Sandy absorbed his family’s cultural inheritance in good measure. He started playing the pump organ at age 8 or 9 chording for family members and visiting fiddlers. About age 16 he took up the fiddle, learning by ear. He also learned the guitar and in high school he was a drummer in the Inverness Pipe Band. In Toronto, at age 19, lonely for the music of down home he found a fiddle, pursued his fiddle playing and took up note reading, at first choosing pieces he already knew by ear. He linked up with other exiled Cape Bretoners to bring musicians to Toronto for Cape Breton style dances and to keep the music alive. Following his appearances on the CBC TV show “Ceilidh“, Sandy has become one of the best known of Cape Breton’s many fine fiddlers. He is also a prolific composer with over a hundred tunes to his credit, many in active circulation among Island players. A versatile musician, he is equal to the task of accompanist on piano, guitar or bass. His use of unique settings and his creative medley arrangements of tunes, allows him to extend his repertoire into a contemporary vein without compromising the traditional spirit of the music.

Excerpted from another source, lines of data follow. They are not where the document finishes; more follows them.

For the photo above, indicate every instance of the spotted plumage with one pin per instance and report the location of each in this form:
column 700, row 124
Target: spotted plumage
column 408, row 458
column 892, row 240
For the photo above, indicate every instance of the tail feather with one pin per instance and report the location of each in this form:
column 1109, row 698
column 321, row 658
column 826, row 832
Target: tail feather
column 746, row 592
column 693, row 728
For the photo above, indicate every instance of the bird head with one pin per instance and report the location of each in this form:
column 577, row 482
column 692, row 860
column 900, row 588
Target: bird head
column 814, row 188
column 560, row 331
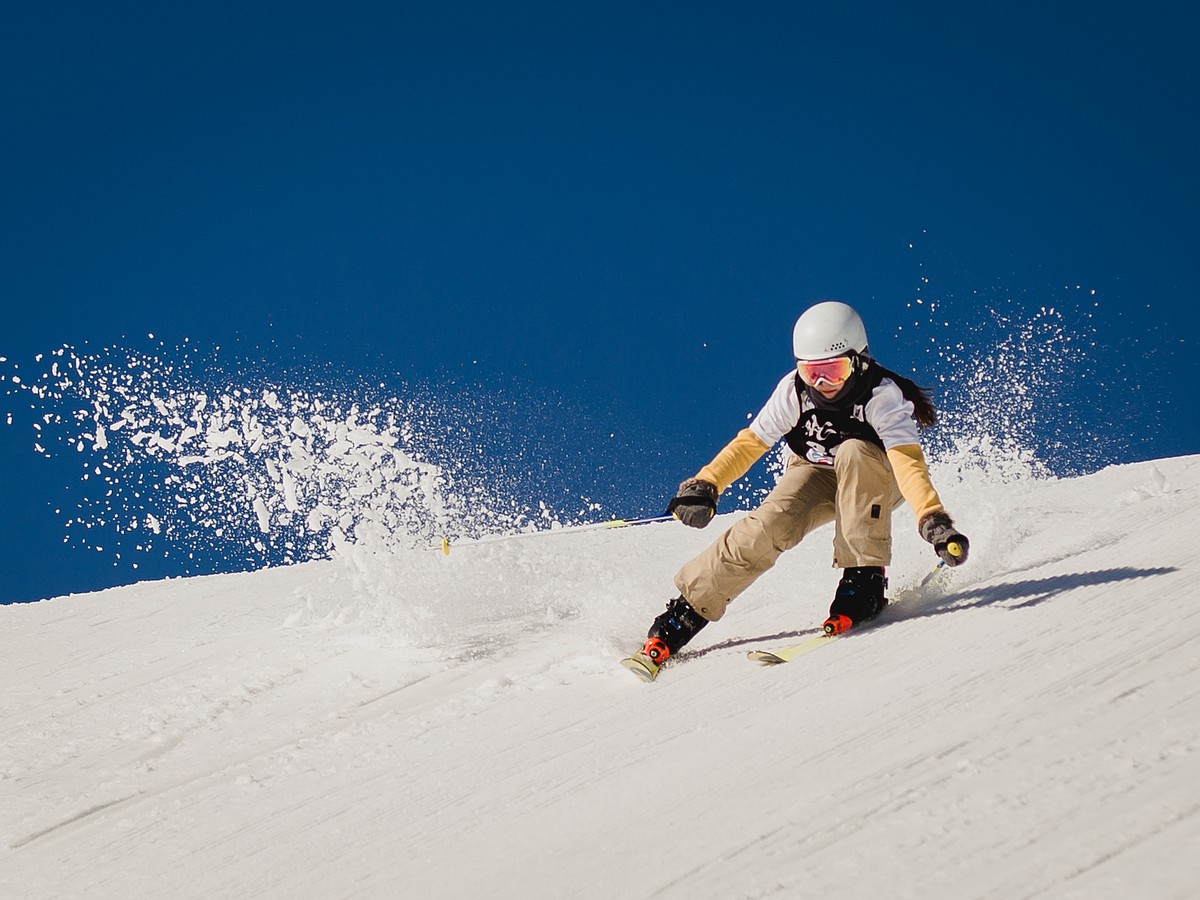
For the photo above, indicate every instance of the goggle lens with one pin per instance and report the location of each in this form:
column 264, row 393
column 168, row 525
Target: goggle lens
column 832, row 371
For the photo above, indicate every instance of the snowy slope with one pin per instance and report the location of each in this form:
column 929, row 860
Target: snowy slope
column 417, row 725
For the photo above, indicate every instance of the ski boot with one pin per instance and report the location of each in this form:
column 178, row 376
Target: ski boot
column 859, row 598
column 671, row 630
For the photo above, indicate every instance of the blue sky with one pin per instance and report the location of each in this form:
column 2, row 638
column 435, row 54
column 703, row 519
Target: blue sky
column 617, row 209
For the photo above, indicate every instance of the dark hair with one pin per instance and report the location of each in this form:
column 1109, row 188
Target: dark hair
column 923, row 409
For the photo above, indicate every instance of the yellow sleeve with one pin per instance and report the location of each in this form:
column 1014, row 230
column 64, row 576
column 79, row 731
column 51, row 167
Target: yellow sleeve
column 912, row 475
column 735, row 460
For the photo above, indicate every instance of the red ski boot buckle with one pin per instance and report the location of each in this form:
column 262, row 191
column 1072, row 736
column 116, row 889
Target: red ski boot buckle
column 838, row 624
column 657, row 651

During the year, Sandy runs fiddle classes in Toronto and teaches Cape Breton stepdancing. He returns to Cape Breton during the summer to teach fiddle at St. Ann’s Gaelic College and to play at concerts and ceilidhs. From Cape Breton he goes to Scotland to play at such events as the annual International Celtic Concert in Inverness. In 1991, stepdancing instructor Harvey Beaton joined Sandy for 10 days of workshops and concerts in the Inverness, Scotland area. A growing interest internationally in the music of the Cape Breton Gael is such that the flow of tradition is now very much in two directions. The demand for concert tours and workshops on all aspects of Cape Breton musical tradition is increasing steadily, both in North America and in the Ancient homelands of the Celts. At home, participation by the young in the fiddle and stepdance traditions and the interest in Celtic music and the Gaelic heritage is gaining strength at an unprecedented rate.
Sandy has great faith in his culture and in all the Island people who keep that culture alive and vital and he always backs up his faith by giving generously of his time to organizing the fund-raising concerts, ceilidhs and dances that benefit his culture.
Sandy MacIntyre keeps his love of his Cape Breton heritage and his passion for the Music of the Fiddle on the front burner at all times.